12/26/2024

Program to Spur Low-Income Housing Is Keeping Cities Segregated

HOUSTON — A mural on the wall of an elementary school here proclaimed, “All the world is all of us,” but the hundreds of people packing the auditorium one night were determined to stop a low-income housing project from coming to their upscale neighborhood.

The proposed 233-unit building, which was to be funded with federal tax credits, would burden their already overcrowded elementary school with new children, many people argued during a lively meeting last year. Some urged the Houston Housing Authority to pursue cheaper sites elsewhere.

As cheers rang out over nearly three hours for every objection raised, Chrishelle Palay, a fair-housing advocate, confronted the mostly white crowd.

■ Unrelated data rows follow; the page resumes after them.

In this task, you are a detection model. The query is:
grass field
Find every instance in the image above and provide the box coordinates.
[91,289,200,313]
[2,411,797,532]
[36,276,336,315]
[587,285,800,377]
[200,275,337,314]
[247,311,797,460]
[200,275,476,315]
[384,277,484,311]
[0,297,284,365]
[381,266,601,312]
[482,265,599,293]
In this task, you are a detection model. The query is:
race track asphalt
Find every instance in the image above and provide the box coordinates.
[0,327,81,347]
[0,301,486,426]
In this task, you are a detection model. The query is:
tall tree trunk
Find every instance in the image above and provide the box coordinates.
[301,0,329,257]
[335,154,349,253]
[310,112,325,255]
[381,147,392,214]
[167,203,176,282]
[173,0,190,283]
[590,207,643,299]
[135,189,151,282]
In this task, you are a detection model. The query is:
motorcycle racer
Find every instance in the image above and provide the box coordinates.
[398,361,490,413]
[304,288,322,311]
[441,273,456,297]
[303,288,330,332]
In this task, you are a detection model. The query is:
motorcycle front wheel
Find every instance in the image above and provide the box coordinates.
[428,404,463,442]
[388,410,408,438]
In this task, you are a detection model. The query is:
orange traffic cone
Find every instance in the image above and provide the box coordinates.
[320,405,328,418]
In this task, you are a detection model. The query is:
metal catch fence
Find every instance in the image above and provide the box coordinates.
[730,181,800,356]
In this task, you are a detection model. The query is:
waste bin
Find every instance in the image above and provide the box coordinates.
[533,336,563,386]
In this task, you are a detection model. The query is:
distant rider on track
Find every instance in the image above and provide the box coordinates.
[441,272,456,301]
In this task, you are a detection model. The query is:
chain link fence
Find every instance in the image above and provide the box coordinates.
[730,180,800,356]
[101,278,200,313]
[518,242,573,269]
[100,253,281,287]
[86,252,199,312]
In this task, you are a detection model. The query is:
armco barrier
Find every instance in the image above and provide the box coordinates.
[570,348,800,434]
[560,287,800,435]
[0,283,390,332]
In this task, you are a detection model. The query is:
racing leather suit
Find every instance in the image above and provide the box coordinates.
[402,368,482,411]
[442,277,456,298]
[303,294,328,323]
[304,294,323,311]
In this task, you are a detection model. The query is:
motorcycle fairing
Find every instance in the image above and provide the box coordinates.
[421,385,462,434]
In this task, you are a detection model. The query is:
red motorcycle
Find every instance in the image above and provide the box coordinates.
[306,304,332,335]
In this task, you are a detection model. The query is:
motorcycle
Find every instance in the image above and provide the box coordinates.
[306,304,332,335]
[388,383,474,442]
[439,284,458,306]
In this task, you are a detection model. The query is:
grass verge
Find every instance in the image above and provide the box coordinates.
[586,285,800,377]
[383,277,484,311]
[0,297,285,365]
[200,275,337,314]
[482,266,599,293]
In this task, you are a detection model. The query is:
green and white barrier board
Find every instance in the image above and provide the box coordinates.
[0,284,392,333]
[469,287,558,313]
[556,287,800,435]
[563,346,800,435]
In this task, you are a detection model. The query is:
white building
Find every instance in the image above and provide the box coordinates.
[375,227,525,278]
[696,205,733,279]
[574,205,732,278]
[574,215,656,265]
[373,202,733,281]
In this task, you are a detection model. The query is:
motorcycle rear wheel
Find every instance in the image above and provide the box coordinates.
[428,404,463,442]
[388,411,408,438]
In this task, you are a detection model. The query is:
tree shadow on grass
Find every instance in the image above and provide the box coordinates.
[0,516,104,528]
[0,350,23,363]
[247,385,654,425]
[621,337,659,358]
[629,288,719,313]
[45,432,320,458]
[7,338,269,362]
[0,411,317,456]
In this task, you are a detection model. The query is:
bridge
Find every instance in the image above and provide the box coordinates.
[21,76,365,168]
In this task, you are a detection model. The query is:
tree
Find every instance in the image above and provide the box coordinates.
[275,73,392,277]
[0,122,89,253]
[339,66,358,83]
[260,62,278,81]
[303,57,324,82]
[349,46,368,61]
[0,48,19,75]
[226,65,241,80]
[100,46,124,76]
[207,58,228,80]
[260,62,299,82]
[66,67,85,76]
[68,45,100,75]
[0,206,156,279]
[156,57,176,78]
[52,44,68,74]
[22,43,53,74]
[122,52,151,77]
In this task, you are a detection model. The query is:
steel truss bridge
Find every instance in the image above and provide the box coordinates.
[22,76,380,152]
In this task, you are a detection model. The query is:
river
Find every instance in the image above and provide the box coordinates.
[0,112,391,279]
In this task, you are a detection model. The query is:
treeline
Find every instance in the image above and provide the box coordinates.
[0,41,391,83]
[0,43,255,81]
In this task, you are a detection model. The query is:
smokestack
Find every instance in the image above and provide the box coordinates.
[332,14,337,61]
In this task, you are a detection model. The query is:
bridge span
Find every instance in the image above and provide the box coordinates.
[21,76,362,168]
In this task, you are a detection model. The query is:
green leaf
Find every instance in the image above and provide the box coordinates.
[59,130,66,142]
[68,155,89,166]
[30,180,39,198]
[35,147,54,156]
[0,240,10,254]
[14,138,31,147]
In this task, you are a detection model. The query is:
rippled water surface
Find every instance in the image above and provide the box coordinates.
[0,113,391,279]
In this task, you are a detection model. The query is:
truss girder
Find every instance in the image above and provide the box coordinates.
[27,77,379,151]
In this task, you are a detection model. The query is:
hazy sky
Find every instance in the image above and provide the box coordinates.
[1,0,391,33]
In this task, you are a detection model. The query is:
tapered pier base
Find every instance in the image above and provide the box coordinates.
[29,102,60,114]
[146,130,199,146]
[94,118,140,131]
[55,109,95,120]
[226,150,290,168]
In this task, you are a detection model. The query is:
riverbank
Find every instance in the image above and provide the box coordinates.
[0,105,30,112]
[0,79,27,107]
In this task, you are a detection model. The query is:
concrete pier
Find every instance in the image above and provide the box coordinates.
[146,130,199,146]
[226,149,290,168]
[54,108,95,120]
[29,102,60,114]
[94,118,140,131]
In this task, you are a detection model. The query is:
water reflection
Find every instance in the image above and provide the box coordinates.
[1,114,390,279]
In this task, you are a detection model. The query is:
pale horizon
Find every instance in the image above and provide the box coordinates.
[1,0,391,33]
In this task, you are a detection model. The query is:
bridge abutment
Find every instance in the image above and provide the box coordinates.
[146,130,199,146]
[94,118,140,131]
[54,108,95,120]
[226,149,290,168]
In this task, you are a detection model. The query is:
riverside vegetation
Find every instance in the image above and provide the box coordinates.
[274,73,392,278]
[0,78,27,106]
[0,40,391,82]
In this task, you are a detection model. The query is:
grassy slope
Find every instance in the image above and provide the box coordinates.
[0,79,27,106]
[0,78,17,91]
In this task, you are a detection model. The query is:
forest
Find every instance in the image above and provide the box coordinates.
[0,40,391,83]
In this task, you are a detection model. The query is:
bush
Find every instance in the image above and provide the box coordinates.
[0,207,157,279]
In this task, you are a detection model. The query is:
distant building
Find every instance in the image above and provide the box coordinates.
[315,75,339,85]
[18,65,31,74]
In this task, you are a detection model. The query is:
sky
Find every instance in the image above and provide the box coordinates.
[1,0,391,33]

“It’s time to face your fears,” Ms. Palay said as boos rang out. “Stop succumbing to misleading rhetoric, and begin practicing the inclusive lifestyles that many of you claim to lead.”

The outcome was familiar. Elected officials sided with the opposition. And an effort to bring affordable housing to an affluent, majority white neighborhood failed in Houston, where low-income housing is overwhelmingly confined to poor, predominantly black and Latino communities.

A review of federal data by The New York Times found that in the United States’ biggest metropolitan areas, low-income housing projects that use federal tax credits — the nation’s biggest source of funding for affordable housing — are disproportionately built in majority nonwhite communities.